Opponents of the Transportation Security Administration’s invasive pat-downs of airline passengers may be on the verge of obtaining a new weapon for their fight. The Federal Bureau of Investigation is considering changing its definition of rape in a way that could criminalize TSA agents’ groping of passengers’ private parts.
According to the New York Daily News, an FBI panel recommended that the agency change its current definition of rape — “carnal knowledge of a female forcibly and against her will” — which was adopted in 1929, to a much broader definition: “penetration, no matter how slight, of the vagina or anus with any body part or object, or oral penetration by a sex organ of another person, without the consent of the victim.”
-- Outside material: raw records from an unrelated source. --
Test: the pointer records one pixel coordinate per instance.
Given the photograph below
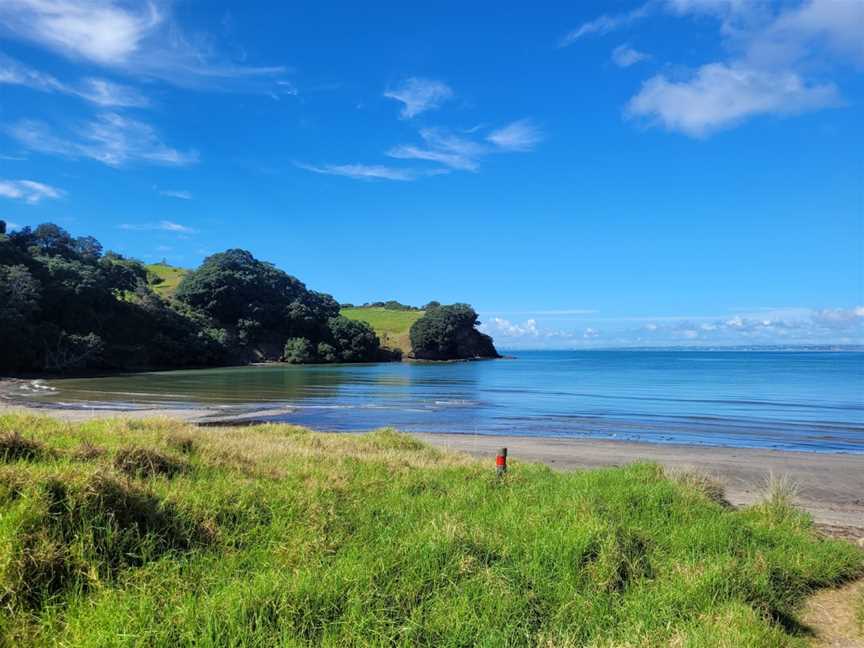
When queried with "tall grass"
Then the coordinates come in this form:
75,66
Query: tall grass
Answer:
273,535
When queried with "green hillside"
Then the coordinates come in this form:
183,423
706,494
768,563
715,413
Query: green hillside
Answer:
391,326
165,278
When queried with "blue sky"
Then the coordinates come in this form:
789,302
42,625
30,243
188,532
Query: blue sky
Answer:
604,174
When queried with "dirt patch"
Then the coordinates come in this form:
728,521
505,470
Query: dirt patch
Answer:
13,447
830,615
142,462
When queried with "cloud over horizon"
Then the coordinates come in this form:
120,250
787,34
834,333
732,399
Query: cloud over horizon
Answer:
802,326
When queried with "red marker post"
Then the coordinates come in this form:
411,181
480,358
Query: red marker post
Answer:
501,462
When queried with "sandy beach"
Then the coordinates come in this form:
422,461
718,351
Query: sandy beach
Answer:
830,486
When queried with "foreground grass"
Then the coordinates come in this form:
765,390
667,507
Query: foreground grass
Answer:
860,612
391,326
159,534
171,277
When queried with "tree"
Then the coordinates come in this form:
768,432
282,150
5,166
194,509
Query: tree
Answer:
20,294
354,341
299,351
449,333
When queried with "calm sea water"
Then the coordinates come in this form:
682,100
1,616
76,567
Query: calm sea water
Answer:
800,401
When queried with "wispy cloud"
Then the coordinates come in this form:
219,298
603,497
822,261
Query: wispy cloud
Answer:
163,225
362,171
775,49
444,147
625,56
140,39
111,138
98,91
605,24
29,191
175,193
463,153
520,135
803,326
720,96
420,95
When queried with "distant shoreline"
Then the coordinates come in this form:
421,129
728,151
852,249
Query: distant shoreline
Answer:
831,485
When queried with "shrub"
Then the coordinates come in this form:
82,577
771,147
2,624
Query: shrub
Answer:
299,351
449,332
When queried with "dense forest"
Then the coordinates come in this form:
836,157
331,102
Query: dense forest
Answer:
65,304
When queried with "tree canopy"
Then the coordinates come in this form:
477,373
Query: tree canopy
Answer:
64,304
450,333
67,304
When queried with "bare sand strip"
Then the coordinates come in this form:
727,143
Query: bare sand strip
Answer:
830,486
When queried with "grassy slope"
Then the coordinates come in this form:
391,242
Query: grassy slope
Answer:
272,535
170,275
392,326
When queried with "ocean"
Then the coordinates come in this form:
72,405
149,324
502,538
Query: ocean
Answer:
786,400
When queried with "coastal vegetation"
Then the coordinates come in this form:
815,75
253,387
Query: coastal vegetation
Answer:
65,304
121,532
392,326
164,278
450,332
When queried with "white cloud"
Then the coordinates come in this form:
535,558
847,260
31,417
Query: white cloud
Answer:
362,171
774,48
501,326
140,39
464,154
176,193
111,138
835,27
98,91
521,135
605,24
419,95
163,225
30,191
720,96
445,148
802,326
625,56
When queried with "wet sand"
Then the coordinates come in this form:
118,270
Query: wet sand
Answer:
830,486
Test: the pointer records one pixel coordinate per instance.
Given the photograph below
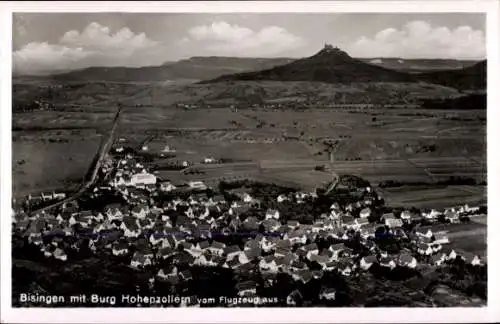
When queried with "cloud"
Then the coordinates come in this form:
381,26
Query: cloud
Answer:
95,45
222,38
418,39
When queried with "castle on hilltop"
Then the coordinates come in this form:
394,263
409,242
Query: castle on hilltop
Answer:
330,48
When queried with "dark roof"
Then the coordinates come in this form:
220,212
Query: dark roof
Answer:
311,247
232,249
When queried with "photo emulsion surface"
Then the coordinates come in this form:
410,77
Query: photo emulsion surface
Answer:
249,160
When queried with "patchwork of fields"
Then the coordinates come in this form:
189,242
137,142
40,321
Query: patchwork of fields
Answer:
398,144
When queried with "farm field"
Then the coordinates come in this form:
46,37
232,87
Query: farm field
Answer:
431,196
470,237
39,164
378,144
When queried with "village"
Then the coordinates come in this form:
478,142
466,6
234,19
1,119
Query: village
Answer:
152,223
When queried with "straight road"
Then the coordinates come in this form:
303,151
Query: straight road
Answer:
102,154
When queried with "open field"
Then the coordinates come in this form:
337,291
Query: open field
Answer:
431,196
39,164
470,237
378,144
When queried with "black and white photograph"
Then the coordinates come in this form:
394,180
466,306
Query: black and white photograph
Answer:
249,159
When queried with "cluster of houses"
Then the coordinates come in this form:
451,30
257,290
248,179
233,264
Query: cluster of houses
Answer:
44,196
191,236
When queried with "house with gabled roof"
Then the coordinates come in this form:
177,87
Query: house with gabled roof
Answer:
295,298
165,252
231,251
113,211
441,237
367,261
217,248
303,275
347,221
365,213
119,248
425,249
59,254
438,259
249,255
310,249
296,237
452,216
130,227
272,214
361,222
406,260
297,265
252,244
327,293
139,260
424,232
388,262
406,216
233,263
166,272
183,258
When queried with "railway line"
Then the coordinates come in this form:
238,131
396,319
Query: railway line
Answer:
102,152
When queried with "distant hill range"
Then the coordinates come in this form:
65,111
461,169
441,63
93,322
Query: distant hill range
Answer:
469,78
195,68
332,65
329,65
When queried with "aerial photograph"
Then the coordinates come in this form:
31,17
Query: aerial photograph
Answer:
249,160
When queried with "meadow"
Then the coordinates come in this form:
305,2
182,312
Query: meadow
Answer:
404,144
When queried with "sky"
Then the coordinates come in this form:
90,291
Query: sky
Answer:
60,41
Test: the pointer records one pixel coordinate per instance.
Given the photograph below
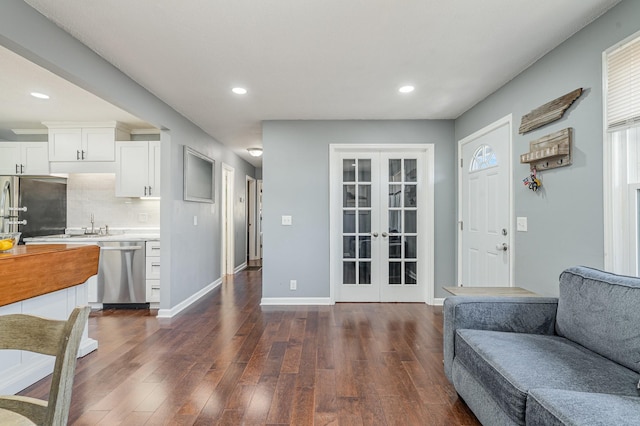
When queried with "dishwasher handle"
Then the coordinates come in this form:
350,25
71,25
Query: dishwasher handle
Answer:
128,248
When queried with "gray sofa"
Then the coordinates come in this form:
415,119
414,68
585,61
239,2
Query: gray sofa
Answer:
572,360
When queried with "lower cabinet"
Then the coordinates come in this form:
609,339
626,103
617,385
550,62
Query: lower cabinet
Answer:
153,273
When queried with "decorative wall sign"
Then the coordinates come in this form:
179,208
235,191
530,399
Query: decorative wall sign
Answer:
549,112
550,151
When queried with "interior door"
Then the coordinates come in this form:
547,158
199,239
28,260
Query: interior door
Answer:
383,240
485,253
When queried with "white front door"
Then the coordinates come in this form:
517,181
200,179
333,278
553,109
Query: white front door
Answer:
485,191
382,230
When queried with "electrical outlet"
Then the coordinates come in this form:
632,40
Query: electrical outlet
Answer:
521,224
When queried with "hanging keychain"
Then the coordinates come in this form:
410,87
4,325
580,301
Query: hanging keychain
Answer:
532,181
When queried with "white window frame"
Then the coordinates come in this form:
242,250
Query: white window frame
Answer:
621,246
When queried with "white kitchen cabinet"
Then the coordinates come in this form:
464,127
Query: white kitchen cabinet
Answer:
24,158
83,141
153,273
138,169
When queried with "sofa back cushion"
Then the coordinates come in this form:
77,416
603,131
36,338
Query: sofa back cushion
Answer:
601,311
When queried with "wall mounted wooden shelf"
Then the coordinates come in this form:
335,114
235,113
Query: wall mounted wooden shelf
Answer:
550,151
549,112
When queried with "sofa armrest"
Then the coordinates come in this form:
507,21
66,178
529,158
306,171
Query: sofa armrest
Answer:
533,315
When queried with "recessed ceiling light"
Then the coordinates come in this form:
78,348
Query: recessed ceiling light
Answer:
39,95
255,152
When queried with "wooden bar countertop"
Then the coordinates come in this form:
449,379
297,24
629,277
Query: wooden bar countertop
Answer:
28,271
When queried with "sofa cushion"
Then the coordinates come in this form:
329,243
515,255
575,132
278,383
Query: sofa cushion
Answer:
509,364
551,407
600,311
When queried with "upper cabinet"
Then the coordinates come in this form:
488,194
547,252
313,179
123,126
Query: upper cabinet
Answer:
138,169
24,158
84,141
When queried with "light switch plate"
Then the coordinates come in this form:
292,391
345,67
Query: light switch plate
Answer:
521,224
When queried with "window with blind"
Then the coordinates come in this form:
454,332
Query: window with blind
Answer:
622,157
623,85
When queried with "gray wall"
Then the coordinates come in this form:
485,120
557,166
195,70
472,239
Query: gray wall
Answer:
296,182
565,217
190,254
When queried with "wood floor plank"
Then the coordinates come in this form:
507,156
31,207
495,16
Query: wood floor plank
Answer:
227,360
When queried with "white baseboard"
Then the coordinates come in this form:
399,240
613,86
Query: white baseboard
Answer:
240,268
273,301
438,301
170,313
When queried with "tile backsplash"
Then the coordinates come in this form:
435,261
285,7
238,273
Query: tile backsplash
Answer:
89,193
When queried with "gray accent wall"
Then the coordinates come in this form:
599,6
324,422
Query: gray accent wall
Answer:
296,183
565,217
191,258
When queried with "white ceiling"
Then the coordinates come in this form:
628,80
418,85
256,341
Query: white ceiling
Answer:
319,59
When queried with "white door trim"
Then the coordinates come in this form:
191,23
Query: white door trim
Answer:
334,218
506,120
228,254
252,218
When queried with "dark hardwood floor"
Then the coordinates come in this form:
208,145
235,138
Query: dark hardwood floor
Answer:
226,360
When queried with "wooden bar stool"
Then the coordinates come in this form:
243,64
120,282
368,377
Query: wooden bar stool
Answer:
45,336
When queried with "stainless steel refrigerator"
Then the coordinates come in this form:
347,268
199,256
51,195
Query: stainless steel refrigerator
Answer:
33,205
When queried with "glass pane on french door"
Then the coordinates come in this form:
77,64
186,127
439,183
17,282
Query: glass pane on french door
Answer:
380,204
402,211
356,221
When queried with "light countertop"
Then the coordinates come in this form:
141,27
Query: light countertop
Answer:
68,238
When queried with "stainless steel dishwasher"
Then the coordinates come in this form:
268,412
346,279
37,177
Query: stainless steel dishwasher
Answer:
121,274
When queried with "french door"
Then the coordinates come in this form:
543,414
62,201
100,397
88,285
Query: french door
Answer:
380,232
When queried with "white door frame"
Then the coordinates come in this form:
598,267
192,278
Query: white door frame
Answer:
252,218
507,120
228,254
259,218
334,213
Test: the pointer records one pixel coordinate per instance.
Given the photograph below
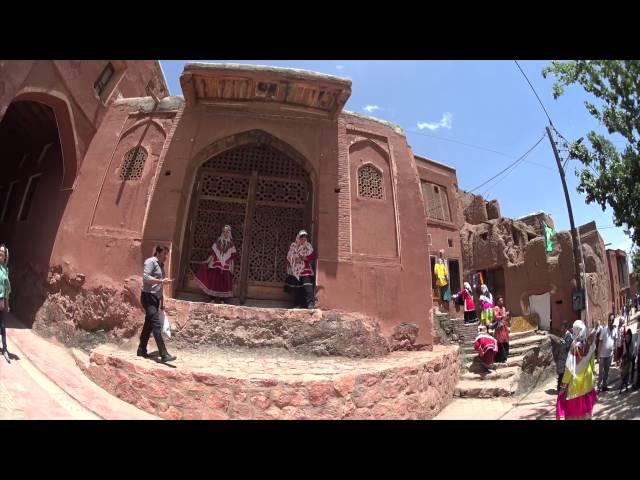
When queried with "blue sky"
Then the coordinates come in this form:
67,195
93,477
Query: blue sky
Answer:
487,104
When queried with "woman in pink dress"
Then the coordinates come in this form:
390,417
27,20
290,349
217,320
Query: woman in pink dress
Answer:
215,275
487,347
577,395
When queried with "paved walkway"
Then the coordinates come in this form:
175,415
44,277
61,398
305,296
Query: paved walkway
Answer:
43,382
540,404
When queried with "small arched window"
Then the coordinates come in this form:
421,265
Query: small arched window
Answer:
133,164
370,184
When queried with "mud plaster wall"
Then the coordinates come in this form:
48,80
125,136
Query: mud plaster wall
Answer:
391,288
95,272
519,249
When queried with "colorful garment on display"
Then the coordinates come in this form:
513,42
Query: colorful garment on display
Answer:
215,276
549,237
440,271
578,393
300,258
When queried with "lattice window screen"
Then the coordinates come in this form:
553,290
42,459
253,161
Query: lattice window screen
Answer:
370,182
133,164
436,202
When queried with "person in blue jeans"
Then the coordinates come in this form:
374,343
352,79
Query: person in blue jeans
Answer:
5,291
607,337
151,297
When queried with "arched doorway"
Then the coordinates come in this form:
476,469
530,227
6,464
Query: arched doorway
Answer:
265,195
32,198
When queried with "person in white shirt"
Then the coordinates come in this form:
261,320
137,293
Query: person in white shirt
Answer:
607,337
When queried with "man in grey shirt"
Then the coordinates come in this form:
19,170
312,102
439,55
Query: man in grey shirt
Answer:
566,340
151,298
607,337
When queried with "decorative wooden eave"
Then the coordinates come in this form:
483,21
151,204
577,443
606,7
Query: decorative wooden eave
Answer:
291,89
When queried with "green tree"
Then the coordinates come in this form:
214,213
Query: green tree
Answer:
608,176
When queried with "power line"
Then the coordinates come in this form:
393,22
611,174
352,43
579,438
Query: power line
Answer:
486,192
462,143
509,166
534,92
470,145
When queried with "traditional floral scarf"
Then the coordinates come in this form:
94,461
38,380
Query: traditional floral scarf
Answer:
296,252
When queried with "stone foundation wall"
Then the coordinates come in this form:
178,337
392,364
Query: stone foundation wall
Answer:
68,308
419,389
314,332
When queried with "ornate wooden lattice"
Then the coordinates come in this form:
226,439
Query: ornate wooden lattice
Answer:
273,230
264,159
276,210
133,164
370,182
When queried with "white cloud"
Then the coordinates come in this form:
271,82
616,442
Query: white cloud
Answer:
371,108
445,122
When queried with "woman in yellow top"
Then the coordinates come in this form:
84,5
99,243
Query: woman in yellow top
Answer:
577,395
442,282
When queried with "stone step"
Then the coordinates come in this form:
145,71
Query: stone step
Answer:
511,362
525,341
518,335
516,347
505,372
503,387
516,352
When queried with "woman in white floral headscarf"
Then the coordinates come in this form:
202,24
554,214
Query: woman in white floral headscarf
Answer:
5,291
215,275
577,395
300,271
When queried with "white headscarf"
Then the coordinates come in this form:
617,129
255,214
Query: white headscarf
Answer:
296,251
224,248
579,337
486,294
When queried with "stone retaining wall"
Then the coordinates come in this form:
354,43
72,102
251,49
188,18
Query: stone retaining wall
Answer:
402,385
315,332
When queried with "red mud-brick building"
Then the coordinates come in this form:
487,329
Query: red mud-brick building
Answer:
100,164
444,219
619,279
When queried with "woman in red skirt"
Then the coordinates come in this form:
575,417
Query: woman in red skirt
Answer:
487,347
215,275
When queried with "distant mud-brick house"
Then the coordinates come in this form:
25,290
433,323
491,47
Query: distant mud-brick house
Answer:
511,256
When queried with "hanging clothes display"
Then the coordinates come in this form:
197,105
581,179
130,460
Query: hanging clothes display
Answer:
549,237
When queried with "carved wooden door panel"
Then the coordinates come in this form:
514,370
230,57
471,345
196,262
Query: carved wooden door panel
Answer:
264,196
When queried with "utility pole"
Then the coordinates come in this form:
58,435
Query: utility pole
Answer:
577,248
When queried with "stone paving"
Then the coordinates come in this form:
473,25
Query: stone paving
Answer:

The proposed definition, which awaits approval by FBI Director Robert Mueller, was praised by both law-enforcement personnel and feminist activists. Police believe it will make it easier to report the number of rapes accurately because the FBI’s criteria will now “more closely match the ones that police departments around the country already use,” reports the Daily News. Eleanor Smeal, president of the Feminist Majority Foundation, which spearheaded the effort to have the definition changed, hailed the news as “a great victory.”
“This new definition will mean that, at long last, we will begin to see the full scope of this horrific violence,” Smeal added, “and that understanding will carry through to increased attention and resources for prevention and action.”
There is one place in America in which such “horrific violence” not only takes place regularly but is backed by the full might of the U.S. government: airports. Travelers who opt not to take chances with their health in the government’s X-ray scanners are instead subjected to highly invasive pat-downs — that is, when they’re not being blatantly strip-searched — that can involve groping of the genital area.
“There have been numerous documented cases wherein TSA agents have physically penetrated the vagina or anus of a traveler during the course of a pat down,” writes Paul Joseph Watson of Infowars.com. “As we [PrisonPlanet.com] reported last year, TSA screeners are now being trained to physically put their hands down fliers’ pants as part of the pat down procedure.”
The most infamous case of such invasive groping occurred earlier this year, when journalist Amy Alkon reported that a TSA screener penetrated her genitals “four times” during a search. “It was government-sanctioned sexual assault,” Alkon wrote.
Eventually Alkon had enough and screamed, “You raped me!” at the TSA agent. Later, when the agent in question found Alkon’s blog post about the incident, she “hired a lawyer who contacted Alkon asking her to remove the post, threatening her with a defamation lawsuit, and asking for a settlement of $500,000,” according to Forbes.
What happened to Alkon would almost certainly qualify as rape under the FBI’s proposed definition — as would similar assaults visited upon Ohio blogger Erin Chase and former Miss USA Susie Castillo, Watson reports. If Mueller approves the new definition, it will be instructive to watch how the courts deal with the lawsuits against the TSA that are sure to follow — and how the U.S. government, which claims to be a defender of women’s rights in such far-flung locales as Iraq and Afghanistan, defends its functionaries when they are accused of actions that the government would consider rape under any other circumstances.